A simple gesture like the gift of a bottle of water – which may seem insignificant for many – goes a long way to building relationships and trust with the seafarers that HMS Kent is here to protect

Commander Ben Ripley, Commanding Officer HMS Kent

Although the Gulf region is synonymous with oil and gas production – it is Kent’s task along with other ships in the 27-nation Combined Maritime Forces to ensure the flow of oil and other goods by sea – and water is a natural source in short supply on some of the smaller dhows in mid summer.

“As the ship’s boarding teams constantly find that for all of the water they ride on, being a mariner in the Gulf is thirsty work,” says Lt Cdr Rooney.

The power of water can be seen first hand as one of HMS Kent’s high speed boats makes an approach to a dhow and offers a litre of fresh cold water, held high like a universal calling card of humanity. The reception is warm, friendly and without barriers.”

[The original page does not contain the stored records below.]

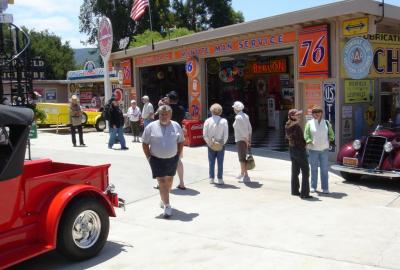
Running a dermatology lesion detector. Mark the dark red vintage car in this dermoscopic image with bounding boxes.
[332,124,400,181]
[0,105,123,269]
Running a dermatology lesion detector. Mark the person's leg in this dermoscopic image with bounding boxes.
[217,146,225,180]
[319,150,329,192]
[117,127,126,149]
[308,150,318,189]
[176,157,185,188]
[71,125,76,146]
[299,150,310,197]
[290,150,300,195]
[78,125,85,145]
[108,127,117,148]
[207,147,216,181]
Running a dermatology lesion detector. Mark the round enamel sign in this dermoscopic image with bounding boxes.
[98,17,113,58]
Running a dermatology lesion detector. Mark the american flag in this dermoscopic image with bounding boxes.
[131,0,149,21]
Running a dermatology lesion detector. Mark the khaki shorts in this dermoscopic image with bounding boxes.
[236,141,248,162]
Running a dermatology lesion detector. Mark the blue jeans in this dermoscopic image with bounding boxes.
[207,146,225,179]
[308,149,329,190]
[143,118,153,127]
[108,127,126,148]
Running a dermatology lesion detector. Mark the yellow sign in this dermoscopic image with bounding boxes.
[344,80,374,103]
[342,17,368,37]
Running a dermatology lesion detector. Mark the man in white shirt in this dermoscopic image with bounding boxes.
[142,105,184,218]
[126,100,141,142]
[232,101,252,182]
[142,96,154,127]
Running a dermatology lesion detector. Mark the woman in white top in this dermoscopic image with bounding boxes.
[232,101,252,182]
[127,100,141,142]
[203,103,229,185]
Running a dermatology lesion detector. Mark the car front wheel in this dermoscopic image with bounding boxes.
[57,198,110,260]
[340,172,362,182]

Cdr Ben Ripley, HMS Kent’s Commanding Officer, added: “A simple gesture like the gift of a bottle of water – which may seem insignificant for many – goes a long way to building relationships and trust with the seafarers that HMS Kent is here to protect.

“For the Royal Navy the simple gesture of gifting drinking water to break down all barriers is turning out to be one of the most powerful forms of currency in securing safe passage for our way of life.”

Kent is currently attached to Combined Task Force 150, comprising warships from Australia, France and Canada, and working with vessels from Djibouti, Yemen and Saudi Arabia.

The force provides assurance for the safe passage of merchant vessels of any nationality through the infamous Bab Al Mendab Strait at the foot of the Red Sea and beyond.

It covers some 190,000 square miles of sea – that’s over twice the size of Great Britain – with up to 40 large scale ships passing every hour or, spread over a year, about 40 per cent of all the goods and essential materials Europe needs.